The API security maturity model
- The API Security Maturity Model is a corollary to the Richardson Maturity Model associated with RESTful API design, describing four levels of REST compliance. It describes cumulative levels of security, complexity, and efficiency.
- Level 0 uses API keys and basic authentication, which is fundamentally insecure as it assumes whoever has the key is the rightful owner of it. There is basically no separate authorization process.
- Level 1 uses token-based authentication but still conflates authentication and authorization, or produces quasi-authentication where the token acts as an ID card but is vulnerable to malicious intent as you assume the possession of the token is itself guarantee against mal-intent.

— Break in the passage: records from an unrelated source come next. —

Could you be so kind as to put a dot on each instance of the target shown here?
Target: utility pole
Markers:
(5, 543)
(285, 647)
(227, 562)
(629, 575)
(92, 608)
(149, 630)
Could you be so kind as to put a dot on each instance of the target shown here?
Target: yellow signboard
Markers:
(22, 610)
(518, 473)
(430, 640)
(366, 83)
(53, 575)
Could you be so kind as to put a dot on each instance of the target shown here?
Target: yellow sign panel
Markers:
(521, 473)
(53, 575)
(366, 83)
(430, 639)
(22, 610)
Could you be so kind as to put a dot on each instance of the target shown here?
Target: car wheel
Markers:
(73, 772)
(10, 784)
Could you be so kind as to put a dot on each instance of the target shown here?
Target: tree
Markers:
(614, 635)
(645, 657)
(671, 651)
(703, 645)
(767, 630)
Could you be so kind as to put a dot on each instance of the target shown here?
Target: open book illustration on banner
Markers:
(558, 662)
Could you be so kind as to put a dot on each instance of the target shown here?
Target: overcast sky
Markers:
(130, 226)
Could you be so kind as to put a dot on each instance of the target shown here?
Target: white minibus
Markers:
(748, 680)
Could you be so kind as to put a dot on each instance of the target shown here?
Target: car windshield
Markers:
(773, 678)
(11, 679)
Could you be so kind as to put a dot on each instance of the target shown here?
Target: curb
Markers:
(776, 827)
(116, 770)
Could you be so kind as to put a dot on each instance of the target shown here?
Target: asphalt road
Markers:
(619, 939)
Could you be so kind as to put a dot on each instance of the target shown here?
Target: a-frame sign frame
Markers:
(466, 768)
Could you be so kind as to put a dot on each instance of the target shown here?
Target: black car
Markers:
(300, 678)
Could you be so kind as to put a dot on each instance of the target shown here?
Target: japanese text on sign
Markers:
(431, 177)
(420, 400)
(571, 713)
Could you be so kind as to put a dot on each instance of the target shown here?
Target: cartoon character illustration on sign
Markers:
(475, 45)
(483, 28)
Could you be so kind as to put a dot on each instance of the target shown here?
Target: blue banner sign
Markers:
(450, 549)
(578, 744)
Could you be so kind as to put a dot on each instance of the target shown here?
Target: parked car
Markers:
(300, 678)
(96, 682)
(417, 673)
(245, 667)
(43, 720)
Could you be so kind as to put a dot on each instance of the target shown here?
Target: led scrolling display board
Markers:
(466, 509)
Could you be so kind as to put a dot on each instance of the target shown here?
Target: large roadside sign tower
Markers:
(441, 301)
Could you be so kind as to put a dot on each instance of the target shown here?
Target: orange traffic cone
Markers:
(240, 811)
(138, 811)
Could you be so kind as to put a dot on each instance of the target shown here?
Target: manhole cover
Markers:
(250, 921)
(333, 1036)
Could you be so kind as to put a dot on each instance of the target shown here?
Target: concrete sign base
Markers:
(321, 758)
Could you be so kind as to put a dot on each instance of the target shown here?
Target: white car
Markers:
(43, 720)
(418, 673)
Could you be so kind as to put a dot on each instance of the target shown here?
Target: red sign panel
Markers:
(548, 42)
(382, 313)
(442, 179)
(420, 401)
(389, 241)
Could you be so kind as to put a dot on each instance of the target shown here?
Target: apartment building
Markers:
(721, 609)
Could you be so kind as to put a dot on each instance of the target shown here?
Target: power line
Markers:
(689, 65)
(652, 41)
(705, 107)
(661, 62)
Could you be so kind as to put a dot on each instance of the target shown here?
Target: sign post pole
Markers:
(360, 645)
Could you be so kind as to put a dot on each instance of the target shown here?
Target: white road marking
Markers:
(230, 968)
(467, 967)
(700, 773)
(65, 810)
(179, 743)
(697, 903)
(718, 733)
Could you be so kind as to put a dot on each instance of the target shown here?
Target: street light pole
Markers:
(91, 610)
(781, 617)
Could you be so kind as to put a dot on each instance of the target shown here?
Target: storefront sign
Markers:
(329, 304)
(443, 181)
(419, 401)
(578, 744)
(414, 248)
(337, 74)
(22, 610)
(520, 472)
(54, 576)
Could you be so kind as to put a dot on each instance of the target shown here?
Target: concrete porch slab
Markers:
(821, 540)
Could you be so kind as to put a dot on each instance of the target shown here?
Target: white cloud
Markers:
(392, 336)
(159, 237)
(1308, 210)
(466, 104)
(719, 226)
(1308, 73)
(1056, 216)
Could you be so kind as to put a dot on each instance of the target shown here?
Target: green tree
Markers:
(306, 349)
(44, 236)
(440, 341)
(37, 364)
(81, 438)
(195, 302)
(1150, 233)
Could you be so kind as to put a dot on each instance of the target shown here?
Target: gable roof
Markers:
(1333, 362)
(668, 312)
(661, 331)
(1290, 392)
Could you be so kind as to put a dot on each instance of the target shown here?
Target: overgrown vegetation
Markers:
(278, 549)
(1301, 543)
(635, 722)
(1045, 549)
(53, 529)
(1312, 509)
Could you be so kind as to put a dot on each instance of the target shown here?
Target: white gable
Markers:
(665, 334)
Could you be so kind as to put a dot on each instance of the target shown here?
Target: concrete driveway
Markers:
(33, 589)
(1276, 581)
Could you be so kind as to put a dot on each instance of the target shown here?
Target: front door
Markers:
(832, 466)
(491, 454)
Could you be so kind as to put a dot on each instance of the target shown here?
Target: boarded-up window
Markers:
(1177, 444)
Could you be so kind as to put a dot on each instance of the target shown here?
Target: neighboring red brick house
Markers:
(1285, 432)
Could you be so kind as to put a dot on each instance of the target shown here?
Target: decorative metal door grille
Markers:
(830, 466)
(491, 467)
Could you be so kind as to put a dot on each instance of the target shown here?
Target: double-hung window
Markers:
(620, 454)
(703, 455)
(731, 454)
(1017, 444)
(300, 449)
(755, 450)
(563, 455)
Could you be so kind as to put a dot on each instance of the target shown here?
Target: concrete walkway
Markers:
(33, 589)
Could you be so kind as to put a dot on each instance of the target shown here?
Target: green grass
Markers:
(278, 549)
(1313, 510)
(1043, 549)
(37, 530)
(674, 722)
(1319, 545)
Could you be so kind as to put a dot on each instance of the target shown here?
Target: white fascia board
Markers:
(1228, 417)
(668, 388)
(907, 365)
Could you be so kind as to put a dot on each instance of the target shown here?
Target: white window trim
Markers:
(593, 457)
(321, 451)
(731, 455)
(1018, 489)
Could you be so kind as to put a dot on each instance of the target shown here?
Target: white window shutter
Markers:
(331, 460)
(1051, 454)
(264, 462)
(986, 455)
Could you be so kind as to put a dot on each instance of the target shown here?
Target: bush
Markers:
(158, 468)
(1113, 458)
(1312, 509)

- Level 2 uses token-based authorization, where authentication tokens allow entry but access and privileges are regulated by a system such as OAuth, with permissions designed to match a token’s lifespan and purpose or be set so that tokens age out of use; however, these systems are designed to be authoritative so you need to ask whether you can trust the system the token comes from, and also consider the reliability of data in transit, as tokens can collect more data and alter it as they pass through the system, so you need to monitor who adds data and what sort.
- Level 3 uses claims for a centralized trust system, which gathers context and verifies information about the subject rather than simply trusting the caller, API gateway or token issuer; to achieve this, you need an asserting party you trust to verify the context and subject attributes for each claim with signed tokens (using private and public keys).